I wrote this the Sunday after the Paris Attacks. Since then the debate seemed to really blow up, which in a way stopped me from publishing it.
Raise your hand if you changed your profile picture to the French flag on Facebook this weekend. I’ll raise mine with you.
It seemed like a good idea at the time.
The capital of France had been attacked less than 24 hours before. 129 people had lost their lives in the biggest terrorist attack in Europe since the Madrid bombings in 2004. France had shut down its boarders for the first time since World War II.
I watched the events in Paris unfold in my sitting room, switching between Sky News and Euronews while constantly refreshing my twitter feed.
I was a part of these events that were happening 487.72 miles away. I witnessed the confusion, the anger and fear through my social media accounts and what I saw affected me. As it did the rest of our nation.
Before Francois Hollande ever made his speech, Obama came onto our television screens and condemned the Paris attacks.

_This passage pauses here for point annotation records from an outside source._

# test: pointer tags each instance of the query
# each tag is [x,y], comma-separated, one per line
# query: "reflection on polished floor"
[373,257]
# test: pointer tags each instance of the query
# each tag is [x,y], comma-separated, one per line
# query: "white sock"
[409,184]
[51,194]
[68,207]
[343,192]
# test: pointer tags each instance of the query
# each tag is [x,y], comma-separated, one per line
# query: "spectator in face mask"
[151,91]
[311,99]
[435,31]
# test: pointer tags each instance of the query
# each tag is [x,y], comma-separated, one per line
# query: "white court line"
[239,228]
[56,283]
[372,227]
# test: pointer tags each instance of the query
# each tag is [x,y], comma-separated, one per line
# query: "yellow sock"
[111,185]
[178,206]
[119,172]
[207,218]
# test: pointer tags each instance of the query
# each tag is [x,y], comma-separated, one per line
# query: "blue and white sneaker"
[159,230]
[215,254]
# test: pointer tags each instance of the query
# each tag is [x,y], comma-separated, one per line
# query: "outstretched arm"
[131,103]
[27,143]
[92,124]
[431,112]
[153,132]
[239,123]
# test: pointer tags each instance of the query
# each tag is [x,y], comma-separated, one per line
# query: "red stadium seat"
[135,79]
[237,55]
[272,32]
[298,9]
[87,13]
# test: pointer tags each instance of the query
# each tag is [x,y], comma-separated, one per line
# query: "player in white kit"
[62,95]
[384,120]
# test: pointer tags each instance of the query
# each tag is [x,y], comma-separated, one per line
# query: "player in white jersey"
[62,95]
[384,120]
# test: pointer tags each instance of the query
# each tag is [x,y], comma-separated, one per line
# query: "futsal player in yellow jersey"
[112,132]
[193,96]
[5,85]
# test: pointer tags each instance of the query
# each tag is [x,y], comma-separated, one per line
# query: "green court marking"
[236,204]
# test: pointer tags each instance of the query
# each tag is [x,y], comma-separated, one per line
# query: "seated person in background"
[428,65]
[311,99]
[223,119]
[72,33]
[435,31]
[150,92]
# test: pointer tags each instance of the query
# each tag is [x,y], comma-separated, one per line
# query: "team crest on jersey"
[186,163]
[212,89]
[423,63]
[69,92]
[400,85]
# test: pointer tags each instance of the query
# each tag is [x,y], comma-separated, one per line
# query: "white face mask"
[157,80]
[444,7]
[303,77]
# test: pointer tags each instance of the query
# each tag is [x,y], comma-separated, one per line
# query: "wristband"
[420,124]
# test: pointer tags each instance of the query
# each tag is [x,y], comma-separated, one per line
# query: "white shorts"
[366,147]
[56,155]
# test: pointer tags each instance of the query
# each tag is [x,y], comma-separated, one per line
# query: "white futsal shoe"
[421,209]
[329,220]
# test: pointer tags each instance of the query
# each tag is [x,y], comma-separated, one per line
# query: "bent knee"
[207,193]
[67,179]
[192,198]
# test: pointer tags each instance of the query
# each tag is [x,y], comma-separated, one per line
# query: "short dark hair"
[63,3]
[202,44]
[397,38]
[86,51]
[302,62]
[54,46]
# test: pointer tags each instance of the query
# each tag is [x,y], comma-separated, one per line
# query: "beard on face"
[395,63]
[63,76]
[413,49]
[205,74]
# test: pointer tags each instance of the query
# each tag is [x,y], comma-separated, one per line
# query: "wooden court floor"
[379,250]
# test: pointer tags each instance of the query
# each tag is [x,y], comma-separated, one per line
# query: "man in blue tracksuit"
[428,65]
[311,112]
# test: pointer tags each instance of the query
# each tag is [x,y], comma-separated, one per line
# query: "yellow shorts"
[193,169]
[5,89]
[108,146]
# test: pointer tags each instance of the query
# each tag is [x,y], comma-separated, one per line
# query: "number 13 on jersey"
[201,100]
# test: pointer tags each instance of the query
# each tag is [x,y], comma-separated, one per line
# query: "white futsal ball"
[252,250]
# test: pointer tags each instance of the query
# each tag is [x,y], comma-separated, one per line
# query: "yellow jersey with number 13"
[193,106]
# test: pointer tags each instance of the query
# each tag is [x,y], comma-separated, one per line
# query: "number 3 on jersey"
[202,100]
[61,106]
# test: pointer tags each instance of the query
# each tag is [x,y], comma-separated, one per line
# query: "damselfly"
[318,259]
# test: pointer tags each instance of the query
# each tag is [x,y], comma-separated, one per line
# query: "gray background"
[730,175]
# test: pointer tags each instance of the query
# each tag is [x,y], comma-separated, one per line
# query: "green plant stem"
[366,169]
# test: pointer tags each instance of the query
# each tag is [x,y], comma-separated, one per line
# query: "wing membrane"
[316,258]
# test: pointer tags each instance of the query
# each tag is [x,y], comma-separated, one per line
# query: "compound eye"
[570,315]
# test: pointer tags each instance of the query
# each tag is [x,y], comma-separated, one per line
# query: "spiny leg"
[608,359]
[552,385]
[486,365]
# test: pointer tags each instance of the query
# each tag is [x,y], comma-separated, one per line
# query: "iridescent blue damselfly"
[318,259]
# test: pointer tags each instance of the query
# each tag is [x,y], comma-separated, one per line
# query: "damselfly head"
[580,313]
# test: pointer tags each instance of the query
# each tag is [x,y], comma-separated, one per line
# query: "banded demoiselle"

‘This is not an attack just on Paris,’ he said, ‘it’s an attack not just on the people of France but this is an attack on all of humanity and the universal values that we share.’
This was big, I thought. Was this war?
When Facebook asked me the following day to change my profile picture to the French tricolour, I didn’t think twice. This was a great idea.
Like the Empire State building that was lit up in the French colours the night before and the Convention Centre in Dublin, I too could join in the dialogue.
Through my social media accounts I could stand in solidarity with the French people who suffered such an injustice that night. With the rest of my Facebook friends I could condemn the terrorist’s actions.
Raise your hand if you are starting to regret your decision. I’ll raise mine the highest.
The day before the Paris attacks took place, IS carried out a bomb strike in Beirut, Lebanon, killing 43 people. They were innocent civilians like those in the Bataclan Theatre. In Baghdad, 19 died during a funeral when a suicide bomber detonated himself early on Friday. Again innocent people like those killed in the Petit Cambodge restaurant.
Our response to the Paris attacks has illuminated the divide within our world that seems to always emerge when disaster strikes the West.
Friday night’s events brought back memories of 9/11, the London bombings of 7th July 2005 and the Boston bombings to me. These are moments in my past where time stood still.
But what about all of the other disasters that happen around the world, that we hear nothing or very little about? Why don’t these gain as much media attention and why aren’t they imprinted in my mind like New York’s 9/11 and the Paris attacks of last Friday?
Some will argue that we gave more attention to Paris on Friday than Beruit because Paris because it’s part of the European Union.
Others will say news is local, and this is why events in Paris received more attention from the West than events elsewhere.
I don’t buy it.
America cared very much when Paris was attacked Friday evening. Obama made a statement from Washington, which lies 3,828 miles away from the French Capital.
Beirut is 2,423 miles from Dublin.
The terrorist attacks in Paris affected us more than the attacks in Beirut and Baghdad because it threatened the West’s stability.
We are the 20% of the world who live in luxury, have access to education, food in our fridges and wardrobes bursting with clothes.
The distance between Europe to Lebannon, is much larger than 2,423 miles. It is centuries of oppression and exploitation that truly lies between our two continents.
Friday night highlighted this distance and reminded us that our part of the world could easily topple
Subconsciously I contributed to this thinking on Saturday evening when I clicked the ‘try it’ button on my Facebook page to see how the flag would look over my Facebook picture.
Decades of stereotyping and misinformation had been ingrained so deeply in our psyche that we are ignorant to what lies outside of our secure bubble that is the West.
Without any great thought I put the lives of 129 Western People in front of the hundreds and thousands of innocent people who have been killed since the Syrian war began four years ago.